The stares return. The comments resume. The discrimination rises again. Kids are once more seen as “brats” or “out of control” even though just a few short days or weeks ago they were seen as “possibly struggling” or “maybe Autistic”. The parents are cast to the side again with their “unruly kids”. They’re left out or forgotten by friends due to their lack of flexibility and/or lack of time and ability to go to parties or even simple social outings like grabbing a cup of coffee. The kids running off in a store, at a park, or at an event are no longer cared about by those they are passing. The parents struggling to calm a meltdown or keep their child safe during a sensory overload are no longer supported as much as they once were while the onlookers choose instead to pass judgement on the apparent lack of parenting skills present.
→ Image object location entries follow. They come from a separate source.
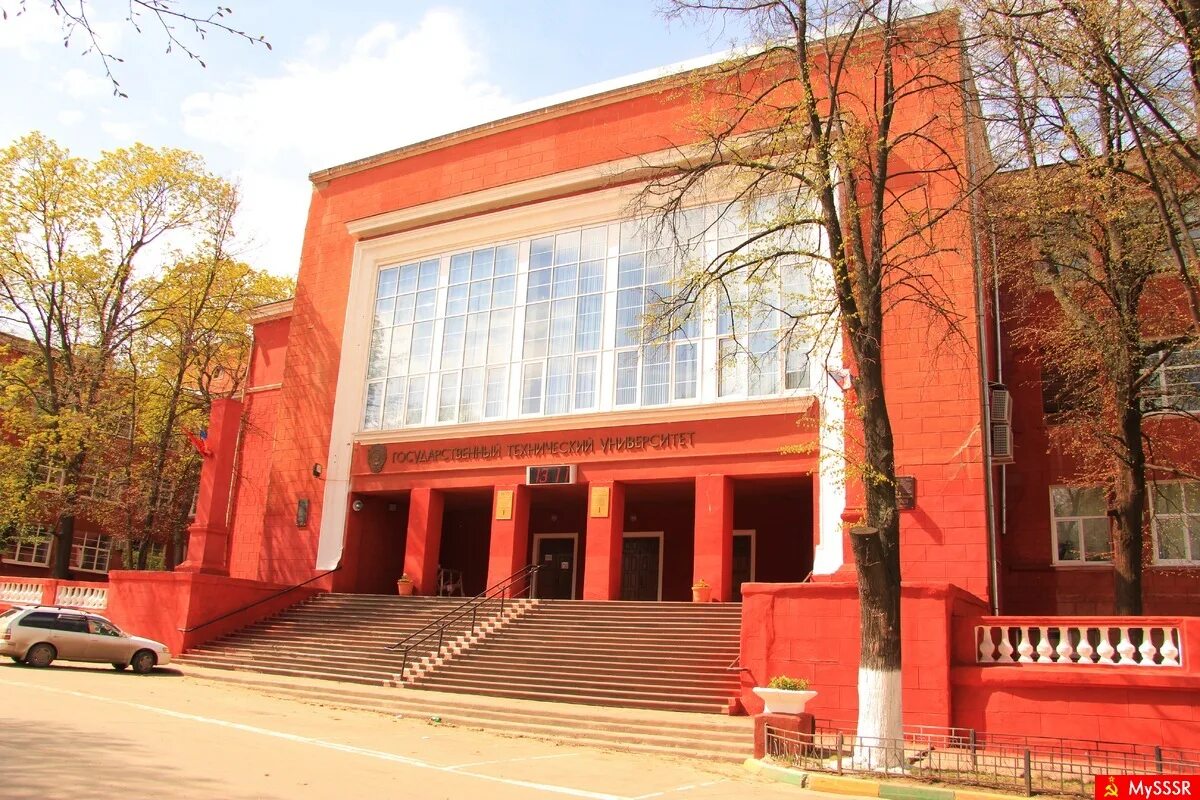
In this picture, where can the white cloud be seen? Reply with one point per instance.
(393, 88)
(83, 85)
(389, 88)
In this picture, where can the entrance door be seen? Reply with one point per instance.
(743, 560)
(556, 555)
(641, 566)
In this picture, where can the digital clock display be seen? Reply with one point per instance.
(557, 474)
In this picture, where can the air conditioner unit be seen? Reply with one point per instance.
(1000, 404)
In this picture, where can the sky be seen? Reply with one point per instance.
(342, 80)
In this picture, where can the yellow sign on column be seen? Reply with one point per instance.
(504, 504)
(599, 503)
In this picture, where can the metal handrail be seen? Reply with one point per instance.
(258, 602)
(472, 606)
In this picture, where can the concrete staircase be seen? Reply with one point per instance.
(663, 656)
(345, 637)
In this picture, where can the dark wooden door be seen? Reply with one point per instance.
(556, 578)
(743, 563)
(640, 567)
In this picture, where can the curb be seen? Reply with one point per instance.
(864, 787)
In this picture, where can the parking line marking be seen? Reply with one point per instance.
(328, 745)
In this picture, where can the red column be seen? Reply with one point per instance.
(208, 536)
(423, 546)
(604, 541)
(714, 534)
(510, 535)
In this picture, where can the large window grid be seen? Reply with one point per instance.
(558, 324)
(1175, 512)
(1080, 524)
(29, 546)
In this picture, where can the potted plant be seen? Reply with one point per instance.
(784, 695)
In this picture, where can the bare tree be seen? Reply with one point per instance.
(177, 22)
(844, 132)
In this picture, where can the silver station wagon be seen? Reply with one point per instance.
(40, 635)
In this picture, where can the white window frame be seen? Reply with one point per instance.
(21, 546)
(1083, 545)
(1193, 558)
(99, 545)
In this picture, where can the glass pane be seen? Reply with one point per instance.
(1078, 501)
(1096, 540)
(394, 404)
(558, 386)
(426, 302)
(401, 346)
(1171, 539)
(497, 391)
(406, 305)
(481, 263)
(655, 374)
(388, 280)
(729, 374)
(539, 286)
(407, 278)
(531, 388)
(541, 252)
(423, 347)
(384, 312)
(499, 336)
(373, 414)
(377, 359)
(460, 268)
(415, 403)
(429, 278)
(589, 314)
(627, 378)
(1068, 541)
(586, 383)
(567, 247)
(685, 372)
(471, 398)
(507, 259)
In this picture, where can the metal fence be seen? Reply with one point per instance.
(959, 756)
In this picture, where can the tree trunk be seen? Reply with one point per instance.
(1129, 500)
(877, 565)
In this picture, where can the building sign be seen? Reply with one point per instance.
(598, 501)
(557, 474)
(504, 504)
(549, 447)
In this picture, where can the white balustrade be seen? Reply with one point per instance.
(15, 591)
(83, 596)
(1085, 643)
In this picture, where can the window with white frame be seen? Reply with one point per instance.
(1080, 524)
(1175, 383)
(29, 546)
(1175, 515)
(571, 323)
(90, 552)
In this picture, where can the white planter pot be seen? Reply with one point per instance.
(784, 701)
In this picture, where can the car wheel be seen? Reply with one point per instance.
(143, 661)
(41, 655)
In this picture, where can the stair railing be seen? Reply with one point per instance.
(516, 584)
(259, 602)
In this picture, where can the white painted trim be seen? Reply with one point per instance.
(754, 549)
(648, 534)
(575, 557)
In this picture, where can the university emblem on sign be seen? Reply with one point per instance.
(377, 456)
This is a problem! If awareness has been reduced to just a few flashy events, some special products, and a month on the calendar, we’ve FAILED. Autism is year round. 24/7. Every minute of every hour of every day of every week of every month of every year for the REST OF LIFE. My son is important and precious and doing the best he can just as much on May 1st as he is on April 2nd or 10th or 24th. The date on the calendar doesn’t change who he is or what he faces in life. My son is Autistic. Period. He’s not April Autistic, or Special Events Autistic, or Special Products Opportunity Autistic. He’s Autistic. He and others like him need our support, understanding, compassion, and awareness year round.
Let’s take back Autism awareness to what it needs to be. A year round, never ending, practical, and everyday type of effort for the benefit of those with Autism. Let’s work together to make a real difference; one that will last.